Dr. Marie-Agnes Strack-Zimmermann

Bundeswehr: Ein Paradies für Berater

Aachener Zeitung

Der Rechnungshof hatte unter 56 Aufträgen nur einen einzigen gefunden, der im Wege eines offenen Verfahrens vergeben worden war. in 34 Fällen wurde nur ein Angebot eingeholt. Als Beispiel nennt der Rechnungshof eine Jugendveranstaltung mit Anmeldeverfahren, Online-Gewinnspiel und Facebook-Seite. Diese Leistungen habe nur eine einzige Firma erbringen können, behauptet das Ministerium. Ähnliches galt angeblich für die Weiterbildung von Fahrlehrern. Das Beratungsinteresse war zum Teil sehr schillernd. So wollte die Führungsakademie der Bundeswehr von Externen untersucht haben, ob Microsoft Office 365 einen Mehrwert für ihr Wissensmanagement bringt.
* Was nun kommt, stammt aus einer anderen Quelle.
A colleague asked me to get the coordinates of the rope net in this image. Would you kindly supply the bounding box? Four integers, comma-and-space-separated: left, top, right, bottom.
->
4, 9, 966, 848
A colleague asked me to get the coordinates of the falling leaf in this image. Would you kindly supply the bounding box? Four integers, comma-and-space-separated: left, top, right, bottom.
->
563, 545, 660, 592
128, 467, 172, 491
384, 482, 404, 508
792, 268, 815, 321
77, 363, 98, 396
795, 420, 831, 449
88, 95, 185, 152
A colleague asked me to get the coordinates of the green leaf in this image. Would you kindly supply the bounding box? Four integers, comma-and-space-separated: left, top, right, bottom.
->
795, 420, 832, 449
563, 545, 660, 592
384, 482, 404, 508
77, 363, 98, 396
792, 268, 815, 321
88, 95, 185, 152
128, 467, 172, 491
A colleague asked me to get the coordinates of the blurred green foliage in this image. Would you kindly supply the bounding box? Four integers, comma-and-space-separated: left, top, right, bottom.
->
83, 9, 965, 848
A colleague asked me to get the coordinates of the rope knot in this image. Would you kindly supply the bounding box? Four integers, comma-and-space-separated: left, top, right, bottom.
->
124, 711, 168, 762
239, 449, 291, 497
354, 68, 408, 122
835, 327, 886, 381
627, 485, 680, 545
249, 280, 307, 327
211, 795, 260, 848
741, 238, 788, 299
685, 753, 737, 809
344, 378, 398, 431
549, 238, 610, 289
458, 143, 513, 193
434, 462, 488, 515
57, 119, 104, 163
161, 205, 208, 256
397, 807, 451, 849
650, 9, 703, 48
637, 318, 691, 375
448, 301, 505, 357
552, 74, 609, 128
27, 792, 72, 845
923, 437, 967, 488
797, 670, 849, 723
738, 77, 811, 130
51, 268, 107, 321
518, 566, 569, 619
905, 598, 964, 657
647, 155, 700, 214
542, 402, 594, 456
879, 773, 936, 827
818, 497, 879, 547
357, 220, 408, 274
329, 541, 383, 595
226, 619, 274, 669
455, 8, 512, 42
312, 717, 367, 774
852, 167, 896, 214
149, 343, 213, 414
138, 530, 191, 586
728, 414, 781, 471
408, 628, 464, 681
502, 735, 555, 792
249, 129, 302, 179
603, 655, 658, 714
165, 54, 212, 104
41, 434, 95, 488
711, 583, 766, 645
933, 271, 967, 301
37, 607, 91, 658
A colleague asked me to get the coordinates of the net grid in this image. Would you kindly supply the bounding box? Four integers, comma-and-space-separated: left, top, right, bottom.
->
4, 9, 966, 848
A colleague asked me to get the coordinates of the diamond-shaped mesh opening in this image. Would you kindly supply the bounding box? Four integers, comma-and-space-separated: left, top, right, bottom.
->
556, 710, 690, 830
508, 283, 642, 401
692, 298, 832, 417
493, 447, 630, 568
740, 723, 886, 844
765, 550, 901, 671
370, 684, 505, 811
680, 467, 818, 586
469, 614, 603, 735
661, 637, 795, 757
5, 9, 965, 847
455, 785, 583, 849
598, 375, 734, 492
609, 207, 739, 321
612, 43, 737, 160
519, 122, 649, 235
Und ohne externe Hilfe sah sich die Bundeswehr auch nicht in der Lage, Möbel für die Attraktivitätssteigerung der Bundeswehr zu analysieren. Dafür heuerte die Bundeswehr einen „Möbelsachverständigen“ an.

Schwerwiegend ist auch die fehlende Übersicht des Ministeriums über seine Verträge. Der Haushaltsgesetzgeber verlangt stets einen exakten Überblick über den Einkauf von Berater-Knowhow. Das Verteidigungsministerium meldete sieben Aufträge mit einem Gesamtvolumen von 2,2 Millionen für das Jahr 2015, obwohl es tatsächlich 182 Verträge mit einem Volumen von hundert Millionen abschloss.

Noch krasser ist das Verhältnis laut Rechnungshof für das folgende Jahr: „Für das Jahr 2016 stehen sechs gemeldete externe Beratungsaufträge über insgesamt 2,9 Millionen Euro abgeschlossenen 193 Verträgen mit einem Gesamtvolumen von 150 Millionen Euro gegenüber.“ Das Argument des Ministeriums, das eine seien Beratungs-, das andere auch Unterstützungsverträge, lässt der Rechnungshof nicht gelten. Er weist nach, dass die Unterlagen in den Stichproben selbst das Wort „Beratung“ als Auftragszweck enthalten.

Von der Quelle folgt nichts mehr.